Could This Be Called Paul Ryan's Pay for Play?

In today's Milwaukee Journal Sentinel, Spivak and Bice reveal that Congressman Paul Ryan has been leaning on bureaucrats regarding the proposed casino in Kenosha. This from today's column:
U.S. Rep. Paul Ryan, as we earlier reported, dialed up the Bureau of Indian Affairs in Minneapolis late last year to lean on the bureaucrats about the $808 million casino being proposed at the Dairyland Greyhound Park in Kenosha. Big-shot businessman Dennis Troha, the driving force behind the off-reservation casino, and his friends and family donated more than $31,000 to the Janesville Republican's campaign in 2005.

But now we learn that Ryan was in the face of top federal officials in February to find out what was taking them so long with the casino application.

"Jim Cason and I met with Congressman Ryan yesterday afternoon," George Skibine, director of the Office of Indian Gaming Management, wrote in a March 1 e-mail. Cason is the associate deputy secretary at the U.S. Interior Department.

"He (Ryan) asked us for a time frame to get a decision on this application. He was also really annoyed with Maria Wiseman for missing her self-imposed deadlines for reviewing the draft (environmental impact statement)."
This is not the first time that Spivak and Bice have told us about the money given to Ryan from the Kenosha Casino interests. It's just the first time that they've shown us what this kind of money gets a donor.

So let's review.

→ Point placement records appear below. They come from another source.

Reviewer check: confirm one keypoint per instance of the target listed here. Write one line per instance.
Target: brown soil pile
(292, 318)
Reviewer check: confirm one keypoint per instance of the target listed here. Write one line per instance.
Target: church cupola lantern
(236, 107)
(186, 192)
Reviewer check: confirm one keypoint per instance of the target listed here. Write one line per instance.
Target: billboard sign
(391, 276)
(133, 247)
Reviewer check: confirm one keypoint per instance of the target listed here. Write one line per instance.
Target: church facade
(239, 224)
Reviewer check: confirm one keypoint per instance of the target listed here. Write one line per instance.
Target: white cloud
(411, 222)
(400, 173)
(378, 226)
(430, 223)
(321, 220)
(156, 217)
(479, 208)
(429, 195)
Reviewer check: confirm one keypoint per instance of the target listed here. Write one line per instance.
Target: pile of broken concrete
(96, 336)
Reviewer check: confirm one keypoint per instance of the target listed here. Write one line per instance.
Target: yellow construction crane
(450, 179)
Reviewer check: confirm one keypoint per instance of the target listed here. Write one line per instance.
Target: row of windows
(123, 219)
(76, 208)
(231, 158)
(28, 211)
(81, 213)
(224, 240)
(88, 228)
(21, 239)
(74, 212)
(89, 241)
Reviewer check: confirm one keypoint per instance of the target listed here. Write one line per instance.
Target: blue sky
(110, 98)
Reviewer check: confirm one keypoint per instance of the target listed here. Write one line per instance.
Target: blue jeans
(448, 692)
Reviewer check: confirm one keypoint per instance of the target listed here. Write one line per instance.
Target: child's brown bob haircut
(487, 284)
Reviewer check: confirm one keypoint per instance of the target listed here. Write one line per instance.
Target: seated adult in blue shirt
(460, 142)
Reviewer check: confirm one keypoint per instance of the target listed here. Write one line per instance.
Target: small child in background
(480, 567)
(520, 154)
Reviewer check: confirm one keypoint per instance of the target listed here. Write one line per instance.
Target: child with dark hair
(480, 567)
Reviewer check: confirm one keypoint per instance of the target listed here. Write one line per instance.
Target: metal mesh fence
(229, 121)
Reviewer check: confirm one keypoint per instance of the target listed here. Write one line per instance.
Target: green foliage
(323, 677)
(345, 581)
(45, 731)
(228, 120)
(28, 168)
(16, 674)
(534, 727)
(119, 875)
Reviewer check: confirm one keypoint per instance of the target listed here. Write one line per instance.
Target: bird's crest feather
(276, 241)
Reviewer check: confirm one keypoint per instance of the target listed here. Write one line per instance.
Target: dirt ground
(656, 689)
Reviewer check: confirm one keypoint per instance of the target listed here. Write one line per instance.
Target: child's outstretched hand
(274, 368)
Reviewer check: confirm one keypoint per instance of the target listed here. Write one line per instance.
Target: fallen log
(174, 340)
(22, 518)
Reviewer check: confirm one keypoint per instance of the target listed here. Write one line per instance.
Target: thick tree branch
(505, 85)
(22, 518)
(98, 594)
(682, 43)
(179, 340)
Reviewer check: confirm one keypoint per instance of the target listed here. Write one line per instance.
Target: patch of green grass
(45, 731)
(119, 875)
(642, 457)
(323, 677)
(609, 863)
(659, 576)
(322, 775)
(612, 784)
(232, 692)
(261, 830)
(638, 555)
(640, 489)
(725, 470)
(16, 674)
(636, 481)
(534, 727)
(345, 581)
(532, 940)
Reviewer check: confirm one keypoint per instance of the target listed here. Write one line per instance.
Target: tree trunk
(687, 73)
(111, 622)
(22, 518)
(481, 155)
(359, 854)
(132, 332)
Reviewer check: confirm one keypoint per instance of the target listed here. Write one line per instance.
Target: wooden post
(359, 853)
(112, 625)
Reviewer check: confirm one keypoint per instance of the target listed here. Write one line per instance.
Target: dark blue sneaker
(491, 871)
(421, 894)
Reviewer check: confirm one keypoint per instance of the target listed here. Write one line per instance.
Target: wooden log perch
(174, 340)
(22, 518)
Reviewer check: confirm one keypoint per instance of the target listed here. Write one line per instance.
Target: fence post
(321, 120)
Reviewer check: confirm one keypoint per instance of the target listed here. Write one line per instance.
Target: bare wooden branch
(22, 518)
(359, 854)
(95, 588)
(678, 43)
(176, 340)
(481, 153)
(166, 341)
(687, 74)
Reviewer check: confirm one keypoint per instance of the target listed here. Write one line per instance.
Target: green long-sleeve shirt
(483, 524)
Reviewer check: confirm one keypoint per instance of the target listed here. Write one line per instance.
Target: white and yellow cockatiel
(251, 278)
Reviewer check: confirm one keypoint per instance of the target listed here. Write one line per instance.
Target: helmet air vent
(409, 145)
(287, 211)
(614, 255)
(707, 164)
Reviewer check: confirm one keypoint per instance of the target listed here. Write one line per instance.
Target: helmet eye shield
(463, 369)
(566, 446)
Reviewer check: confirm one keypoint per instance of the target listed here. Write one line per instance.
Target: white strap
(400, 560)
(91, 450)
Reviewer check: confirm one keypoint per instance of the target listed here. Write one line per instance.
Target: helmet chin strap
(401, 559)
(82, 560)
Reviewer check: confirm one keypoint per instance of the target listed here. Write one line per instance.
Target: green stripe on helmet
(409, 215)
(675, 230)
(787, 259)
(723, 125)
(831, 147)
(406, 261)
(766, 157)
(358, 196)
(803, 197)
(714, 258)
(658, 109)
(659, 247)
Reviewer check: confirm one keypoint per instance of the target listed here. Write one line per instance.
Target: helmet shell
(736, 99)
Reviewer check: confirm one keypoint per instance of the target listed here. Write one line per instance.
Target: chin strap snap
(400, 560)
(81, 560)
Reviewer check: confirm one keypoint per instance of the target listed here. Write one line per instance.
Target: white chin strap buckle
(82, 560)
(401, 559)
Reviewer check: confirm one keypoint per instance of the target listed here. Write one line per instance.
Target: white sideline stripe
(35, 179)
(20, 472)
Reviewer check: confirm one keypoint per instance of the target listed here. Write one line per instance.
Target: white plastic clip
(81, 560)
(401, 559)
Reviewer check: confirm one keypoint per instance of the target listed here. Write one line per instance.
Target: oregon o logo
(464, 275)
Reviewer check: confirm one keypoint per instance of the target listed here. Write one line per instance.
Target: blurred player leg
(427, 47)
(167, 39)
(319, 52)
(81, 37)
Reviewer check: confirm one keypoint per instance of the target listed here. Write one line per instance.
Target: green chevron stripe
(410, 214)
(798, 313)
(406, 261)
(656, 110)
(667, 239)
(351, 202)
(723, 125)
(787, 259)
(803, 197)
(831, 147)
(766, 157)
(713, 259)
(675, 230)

Advocates for the casino give Ryan more than $31,000 in one year, and then Ryan gets in the face of the folks at the Bureau of Indian Affairs because they are not moving fast enough for his benefactors. If we switch the name Ryan to Doyle, wouldn't most on the right start talking about a "pay for play" scandal? I've asked this question before, but what's the diff? Where are the press releases? Where is the consistency? Where is the outrage from Republicans? Nowhere to be found, only double standards.